Icut hanya terdiam sembari menatap halaman Masjid Jamik.
Pikirannya berkecamuk antara keinginannya agar Abah dan Umi terbebas dari tekanan, dengan hasratnya mengabdi untuk tanah kelahiran.
Sebuah ide terlintas di benaknya.
Icut sendiri masih menyangsikan ide mentahnya. Belum lagi tantangan dan kendala yang akan timbul. Tetapi ide tersebut akhirnya meluncur juga dari lisannya.
Teuku sempat geleng-geleng kepala.
“Beri aku waktu.” ucap Teuku.
“Putuskan dengan bijak, Teuku. Aku memohon.” ujar Icut.

Banda Aceh, 21 April 2006
Banyak perubahan terlihat di Komplek BTN Ajun. Rumah-rumah yang rusak pasca tsunami 26 Desember 2004 sudah mulai direnovasi. Tak terkecuali kediaman Abah Rafji.
Bagaimana kabar keluargaku ? rasa rindu membuncah di dada Icut.
Tsunami yang melanda dan meluluhlantakkan hampir 85% daratan Aceh membekaskan banyak guratan di kenangan Icut. Kehilangan Abah dan Kemala bukan hal ringan.
Kaki Icut terhenti di depan rumah bertuliskan no. 246 lorong Kenanga. Rumahnya. Rumah kenangan bersama Abah, Umi, Arham dan Kemala. Air mata mulai membasahi pelupuk matanya.

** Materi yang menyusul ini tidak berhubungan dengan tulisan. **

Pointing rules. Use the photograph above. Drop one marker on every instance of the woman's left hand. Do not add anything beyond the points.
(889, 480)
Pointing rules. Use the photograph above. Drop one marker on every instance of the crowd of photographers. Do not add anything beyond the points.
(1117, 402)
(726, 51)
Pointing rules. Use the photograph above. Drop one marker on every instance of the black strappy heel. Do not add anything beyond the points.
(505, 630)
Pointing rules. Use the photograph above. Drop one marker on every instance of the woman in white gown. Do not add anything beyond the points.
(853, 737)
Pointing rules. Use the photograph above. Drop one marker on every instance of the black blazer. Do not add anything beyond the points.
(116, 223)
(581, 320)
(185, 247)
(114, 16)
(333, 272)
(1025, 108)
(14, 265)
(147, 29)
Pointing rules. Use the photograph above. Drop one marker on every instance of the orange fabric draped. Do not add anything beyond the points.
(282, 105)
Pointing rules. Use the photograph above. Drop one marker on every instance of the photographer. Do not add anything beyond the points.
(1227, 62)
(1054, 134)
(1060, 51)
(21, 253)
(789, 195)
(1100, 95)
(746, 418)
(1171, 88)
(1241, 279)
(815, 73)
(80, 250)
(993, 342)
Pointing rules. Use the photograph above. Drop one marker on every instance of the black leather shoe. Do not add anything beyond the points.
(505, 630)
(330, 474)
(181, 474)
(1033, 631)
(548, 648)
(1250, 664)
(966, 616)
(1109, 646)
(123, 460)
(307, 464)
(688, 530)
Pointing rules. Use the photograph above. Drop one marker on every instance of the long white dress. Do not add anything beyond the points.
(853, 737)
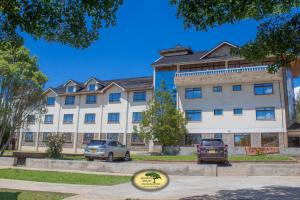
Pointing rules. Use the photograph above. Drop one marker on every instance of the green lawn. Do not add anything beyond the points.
(7, 194)
(62, 177)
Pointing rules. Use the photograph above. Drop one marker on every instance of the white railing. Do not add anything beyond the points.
(222, 71)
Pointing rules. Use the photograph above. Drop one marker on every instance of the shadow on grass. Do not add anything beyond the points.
(268, 193)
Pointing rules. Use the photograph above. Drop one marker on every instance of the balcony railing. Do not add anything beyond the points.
(222, 71)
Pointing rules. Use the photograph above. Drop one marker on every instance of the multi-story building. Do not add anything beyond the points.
(222, 96)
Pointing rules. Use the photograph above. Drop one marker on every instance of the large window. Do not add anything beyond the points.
(193, 115)
(263, 89)
(193, 93)
(139, 96)
(89, 118)
(269, 140)
(113, 118)
(137, 117)
(91, 99)
(68, 118)
(50, 101)
(267, 113)
(48, 119)
(242, 140)
(114, 97)
(69, 100)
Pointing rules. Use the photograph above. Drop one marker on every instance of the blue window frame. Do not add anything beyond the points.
(114, 97)
(48, 119)
(218, 112)
(113, 118)
(217, 88)
(69, 100)
(237, 111)
(139, 96)
(89, 118)
(91, 99)
(267, 113)
(50, 101)
(236, 88)
(68, 118)
(137, 117)
(193, 93)
(263, 89)
(193, 115)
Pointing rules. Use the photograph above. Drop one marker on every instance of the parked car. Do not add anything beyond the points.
(106, 149)
(212, 150)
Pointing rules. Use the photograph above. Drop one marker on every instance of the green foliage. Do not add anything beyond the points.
(76, 23)
(55, 144)
(278, 35)
(162, 122)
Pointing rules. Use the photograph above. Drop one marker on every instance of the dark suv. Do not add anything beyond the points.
(212, 150)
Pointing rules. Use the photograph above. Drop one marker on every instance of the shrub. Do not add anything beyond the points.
(55, 144)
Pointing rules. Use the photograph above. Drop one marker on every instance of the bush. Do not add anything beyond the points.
(55, 144)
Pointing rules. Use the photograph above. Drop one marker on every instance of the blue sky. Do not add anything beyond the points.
(128, 49)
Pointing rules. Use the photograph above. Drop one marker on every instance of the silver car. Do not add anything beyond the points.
(106, 149)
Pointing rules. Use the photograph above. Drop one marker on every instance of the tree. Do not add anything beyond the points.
(73, 22)
(21, 88)
(162, 122)
(278, 35)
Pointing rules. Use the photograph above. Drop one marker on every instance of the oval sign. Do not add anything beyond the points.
(150, 180)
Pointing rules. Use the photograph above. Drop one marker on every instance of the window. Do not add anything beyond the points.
(218, 136)
(92, 87)
(31, 119)
(87, 137)
(48, 119)
(89, 118)
(263, 89)
(112, 136)
(236, 88)
(217, 89)
(136, 139)
(242, 140)
(237, 111)
(137, 117)
(193, 115)
(67, 137)
(29, 137)
(114, 97)
(91, 99)
(269, 140)
(139, 96)
(113, 117)
(193, 93)
(191, 139)
(265, 113)
(69, 100)
(218, 112)
(50, 101)
(68, 118)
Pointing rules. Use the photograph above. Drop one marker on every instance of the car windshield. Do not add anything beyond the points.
(97, 142)
(212, 142)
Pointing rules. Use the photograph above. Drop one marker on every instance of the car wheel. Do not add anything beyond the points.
(127, 156)
(110, 157)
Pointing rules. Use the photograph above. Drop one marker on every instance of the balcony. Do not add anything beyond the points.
(228, 75)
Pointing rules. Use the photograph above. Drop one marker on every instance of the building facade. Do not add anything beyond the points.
(222, 96)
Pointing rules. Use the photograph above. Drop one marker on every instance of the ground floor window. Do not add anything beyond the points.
(269, 140)
(87, 137)
(242, 140)
(112, 136)
(294, 141)
(191, 139)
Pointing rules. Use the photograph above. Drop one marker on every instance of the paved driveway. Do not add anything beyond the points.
(180, 187)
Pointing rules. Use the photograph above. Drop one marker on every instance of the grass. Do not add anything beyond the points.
(62, 177)
(8, 194)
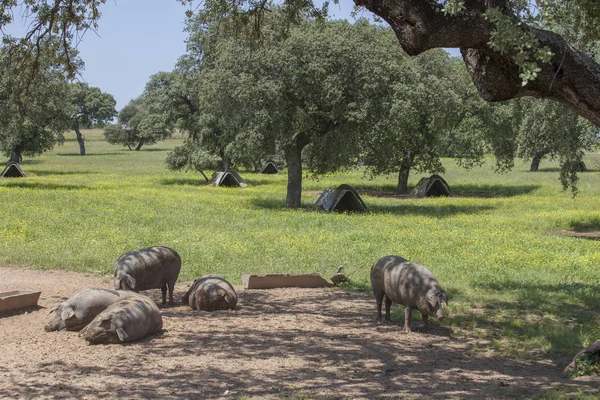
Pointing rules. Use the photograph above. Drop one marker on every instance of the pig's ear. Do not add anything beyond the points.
(122, 334)
(67, 313)
(130, 281)
(104, 323)
(444, 297)
(432, 298)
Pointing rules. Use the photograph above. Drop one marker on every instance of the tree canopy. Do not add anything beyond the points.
(91, 108)
(35, 113)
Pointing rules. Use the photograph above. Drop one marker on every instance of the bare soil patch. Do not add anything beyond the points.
(310, 343)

“Assalamu’alaikum, Umi. Icut pulang.”
Seorang wanita paruh baya bergamis panjang menyongsong Icut dan memeluknya erat. Air mata bersimbah deras di kedua pipi wanita itu.
“Wa’alaikumussalam. Icut, akhirnya ke pulang, Nak. Umi kangen sekali.” Umi berujar sambil tersedu.
“Iya, Umi. Maafkan Icut.”
Icut menyeka air matanya dan memperkenalkan bocah perempuan berumur empat tahun yang berdiri di belakangnya.

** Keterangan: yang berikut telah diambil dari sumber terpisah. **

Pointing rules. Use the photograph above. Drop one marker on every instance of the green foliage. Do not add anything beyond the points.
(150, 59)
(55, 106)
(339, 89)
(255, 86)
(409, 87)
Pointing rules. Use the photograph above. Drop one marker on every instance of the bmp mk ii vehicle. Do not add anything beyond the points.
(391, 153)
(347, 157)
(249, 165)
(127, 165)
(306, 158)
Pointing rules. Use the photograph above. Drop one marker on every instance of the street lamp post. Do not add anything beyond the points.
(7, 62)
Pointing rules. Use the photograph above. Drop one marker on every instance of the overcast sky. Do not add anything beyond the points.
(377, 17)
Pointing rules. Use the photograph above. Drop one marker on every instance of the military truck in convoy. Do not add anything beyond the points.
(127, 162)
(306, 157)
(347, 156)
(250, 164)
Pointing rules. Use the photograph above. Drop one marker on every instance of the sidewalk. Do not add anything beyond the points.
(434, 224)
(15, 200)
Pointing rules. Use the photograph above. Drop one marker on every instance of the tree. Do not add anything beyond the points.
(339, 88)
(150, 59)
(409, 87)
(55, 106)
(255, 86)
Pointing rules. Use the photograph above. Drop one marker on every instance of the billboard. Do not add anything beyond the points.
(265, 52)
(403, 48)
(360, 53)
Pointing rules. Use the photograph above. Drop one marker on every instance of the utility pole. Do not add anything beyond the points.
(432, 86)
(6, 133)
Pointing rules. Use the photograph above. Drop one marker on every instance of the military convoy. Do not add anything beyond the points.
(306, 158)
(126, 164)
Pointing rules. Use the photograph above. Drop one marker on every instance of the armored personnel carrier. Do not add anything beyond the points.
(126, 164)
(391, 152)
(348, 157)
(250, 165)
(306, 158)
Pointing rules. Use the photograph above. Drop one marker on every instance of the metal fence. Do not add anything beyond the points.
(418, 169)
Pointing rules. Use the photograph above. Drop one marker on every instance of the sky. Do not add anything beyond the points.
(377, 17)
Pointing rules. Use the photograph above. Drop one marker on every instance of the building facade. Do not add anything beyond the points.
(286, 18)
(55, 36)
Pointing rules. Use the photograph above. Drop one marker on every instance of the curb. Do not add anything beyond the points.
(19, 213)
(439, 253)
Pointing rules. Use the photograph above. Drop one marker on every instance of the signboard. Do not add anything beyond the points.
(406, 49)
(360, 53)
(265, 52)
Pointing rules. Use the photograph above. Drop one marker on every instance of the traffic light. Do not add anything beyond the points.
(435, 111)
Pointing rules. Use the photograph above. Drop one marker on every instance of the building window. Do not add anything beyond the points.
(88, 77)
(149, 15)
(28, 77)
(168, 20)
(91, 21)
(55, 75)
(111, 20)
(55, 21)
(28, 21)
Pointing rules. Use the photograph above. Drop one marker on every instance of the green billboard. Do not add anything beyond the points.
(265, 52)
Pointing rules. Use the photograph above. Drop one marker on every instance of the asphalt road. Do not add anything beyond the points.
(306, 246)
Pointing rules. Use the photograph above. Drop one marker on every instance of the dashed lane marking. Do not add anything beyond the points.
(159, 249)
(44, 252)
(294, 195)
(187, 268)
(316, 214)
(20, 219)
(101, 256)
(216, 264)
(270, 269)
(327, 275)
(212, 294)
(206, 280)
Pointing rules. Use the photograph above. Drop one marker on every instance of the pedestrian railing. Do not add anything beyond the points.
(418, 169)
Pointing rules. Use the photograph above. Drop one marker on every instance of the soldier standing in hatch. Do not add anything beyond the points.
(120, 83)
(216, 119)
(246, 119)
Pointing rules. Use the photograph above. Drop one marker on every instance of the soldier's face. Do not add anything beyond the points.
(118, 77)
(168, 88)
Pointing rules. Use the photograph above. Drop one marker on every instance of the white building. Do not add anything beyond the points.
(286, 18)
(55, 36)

“Ini Syifa, Umi. Cucu Umi.”
“Masya Allah, Syifa. Kemari, Sayang. Umi mau peluk.” Umi meraih bocah yang masih terlihat bingung itu dan menciumi serta memeluknya erat.
“Umi apa kabar ? Sehat, kan ?”.
Kali ini suara bariton menyapa telinga Umi.
“Alhamdulillah, kabar baik Teuku.”
Sore itu, kediaman Alm. Abah Rafji kembali ramai dengan kehadiran Icut, Teuku dan Syifa, buah hati mereka. Selain anak-anak yatim yang ditampung di bangunan bertingkat sebelah rumah, penghuni rumah lama hanya Umi dan beberapa pembantu rumah tangga. Arham yang juga sudah menikah dan memiliki seorang putra, kini menetap di daerah Peunayong dan setiap akhir minggu mengunjungi Umi bersama keluarga kecilnya.
Sepeninggal Abah dan Kemala, Icut memutuskan untuk memperluas komunitas sosial yang ia rintis bersama Teuku sejak kuliah. Komunitas sosial yang dibangun Icut bernama “Aneuk Nanggroe Rayeuk” yang berarti Anak-Anak Nanggroe yang Berjaya. Penabalan nama ini bukan main-main. Icut amat berharap, pemuda-pemudi Aceh tumbuh berpemikiran dan berjiwa besar. Serta menjiwai Islam sepenuh hati.
Dan terbukti usaha mereka tidak sia-sia. Awalnya, komunitas ini memang dijalankan sembunyi-sembunyi. Teuku dan Icut bahu membahu mengumpulkan anak-anak muda Aceh. Memberi buku bacaan yang bermuatan pengetahuan sosial, agama dan sejarah. Mereka juga rutin mengadakan pertemuan untuk saling berbagi pengalaman. Keinginan Icut satu. Ia ingin menjembatani antara pemerintah NKRI dengan GAM. Ia ingin perdamaian.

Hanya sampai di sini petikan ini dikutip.